Weeks went by and still she was not out of the coma. A month passed. Months came and went and still she remained unable to open her eyes or to speak to the family, friends, nurses, and doctors who kept vigil waiting for her to return. Finally, after months in a coma, she awakened. Conscious, but physically weakened from months of not using her muscles and the damage done to her body in the accident she was unable to do even the simplest of tasks. The doctors were not able to confirm that she would regain functioning and ever walk again.
Her college plans and career pursuits were postponed as she focused on a long and arduous road of intense physical therapy and rehabilitation. During the course of her work to regain the use of her body, she heard about a program called Long Island Riding for the Handicapped (LIRHA). She was told that LIHRA is a theraputic horseback riding program located in Syosset, which, under the leadership of Madeline Buglione, offers physical therapy and rehabilitation on horseback free of charge to its students. Because the program is free and can only accommodate 20 students at one time, the waiting list is quite long, but Adipietro was determined to try anything that might help her one day return to the strong and physically capable young woman she was before the accident.

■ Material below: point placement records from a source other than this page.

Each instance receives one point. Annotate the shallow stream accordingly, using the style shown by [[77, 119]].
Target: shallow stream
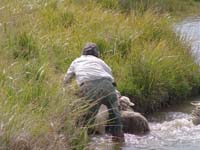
[[171, 128]]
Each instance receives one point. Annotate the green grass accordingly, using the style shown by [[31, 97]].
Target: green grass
[[39, 40]]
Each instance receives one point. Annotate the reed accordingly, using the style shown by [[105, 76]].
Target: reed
[[38, 41]]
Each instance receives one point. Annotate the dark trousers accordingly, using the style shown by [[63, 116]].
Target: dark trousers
[[99, 92]]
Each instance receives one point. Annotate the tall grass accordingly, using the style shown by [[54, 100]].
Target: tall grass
[[38, 41]]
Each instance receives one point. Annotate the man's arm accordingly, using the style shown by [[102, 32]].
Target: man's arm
[[69, 75], [68, 78]]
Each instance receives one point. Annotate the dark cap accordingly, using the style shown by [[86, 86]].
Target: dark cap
[[91, 49]]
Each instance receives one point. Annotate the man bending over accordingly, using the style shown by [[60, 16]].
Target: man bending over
[[96, 83]]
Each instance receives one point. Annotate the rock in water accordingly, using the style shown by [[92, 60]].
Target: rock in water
[[133, 122], [196, 115]]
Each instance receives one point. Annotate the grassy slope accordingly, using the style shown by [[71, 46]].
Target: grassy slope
[[38, 41]]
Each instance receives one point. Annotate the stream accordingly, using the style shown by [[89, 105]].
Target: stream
[[171, 128]]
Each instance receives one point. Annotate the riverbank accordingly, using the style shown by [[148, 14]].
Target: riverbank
[[38, 41]]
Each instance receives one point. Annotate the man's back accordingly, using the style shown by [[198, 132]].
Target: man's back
[[88, 67]]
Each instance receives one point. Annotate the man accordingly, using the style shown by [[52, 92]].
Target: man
[[96, 82]]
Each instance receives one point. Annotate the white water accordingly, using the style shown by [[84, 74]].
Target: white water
[[172, 128]]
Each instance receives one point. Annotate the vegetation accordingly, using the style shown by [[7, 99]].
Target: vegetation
[[39, 39]]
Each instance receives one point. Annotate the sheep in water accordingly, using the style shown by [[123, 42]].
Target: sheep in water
[[133, 122], [196, 113]]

Finally, there was an opening for her at LIRHA. When she first began the program she told staffers and volunteers that she really found it impossible to believe that she could actually ride a horse as even the simplest physical tasks were so difficult, and sometimes beyond her abilities at that point in her rehabilitation. She spent years working with the dedicated individuals at LIRHA. With the same diligence she was taught by educators in Garden City to apply to her studies, she worked to regain her strength. She held herself with greater confidence on the horses and began to be able to ride more and more independently.
As Rita Syracuse of LIRHA told Garden City Life, "Loriann is a bright and very remarkable woman. She learned how to ride on her own and became quite an experienced rider. She didn't let life get in her way."

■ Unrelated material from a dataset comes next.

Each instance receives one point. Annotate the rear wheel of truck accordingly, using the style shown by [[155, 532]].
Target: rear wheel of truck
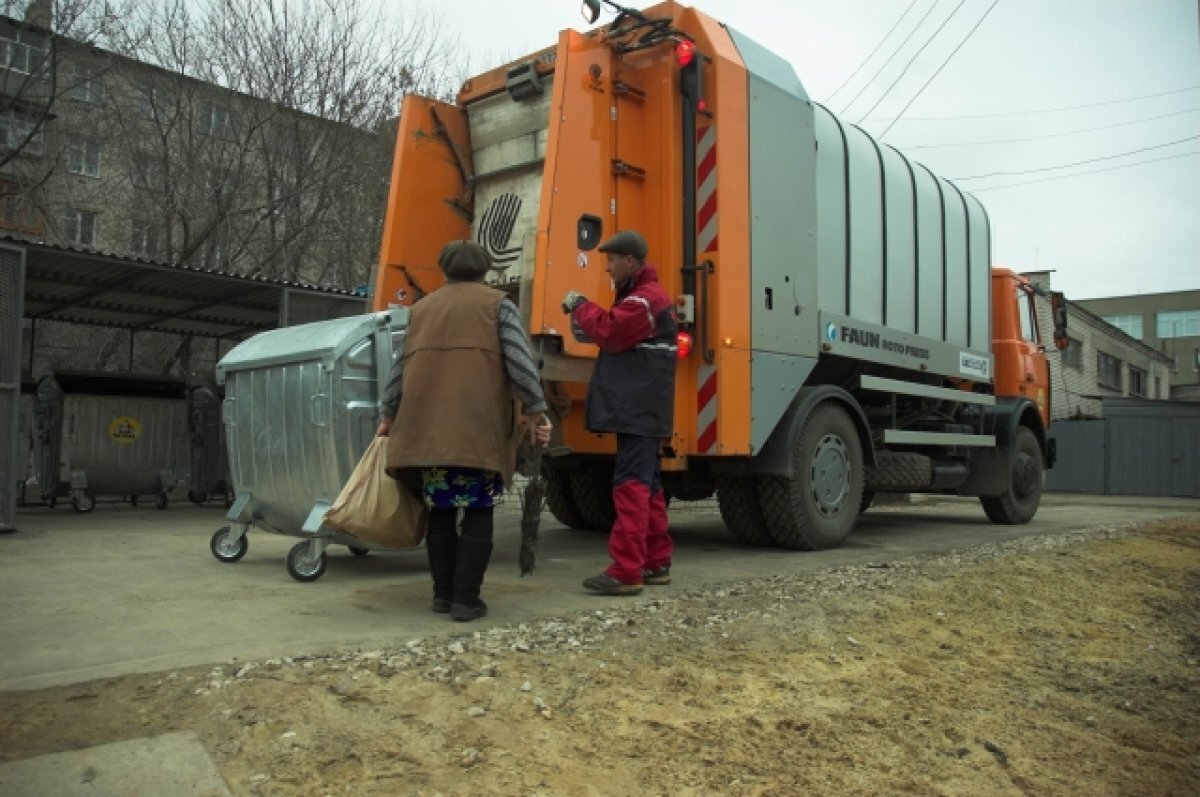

While quite a different graduation than the white gowns and tuxedo jackets and pomp of the Garden City High School graduation or the cap and gown she'd planned to have from C.W. Post, Loriann Adipietro earned the toughest alumni status most of us could imagine. She graduated from the program and demonstrated to the world and, most importantly, to herself that she has not been the victim of tragedy, but the victor of circumstances. Not only could she walk again, but she was able to walk down the aisle in June of 1998 and became Loriann Adipietro Conway.
Conway has expressed her willingness to share her story with her neighbors and friends in Garden City as she has just celebrated her one-year wedding anniversary and is enjoying a whole new life she never knew she'd enjoy. She is now an expert horseback rider, a wife, and a productive and successful individual with more goals and dreams for the future, which remain limitless.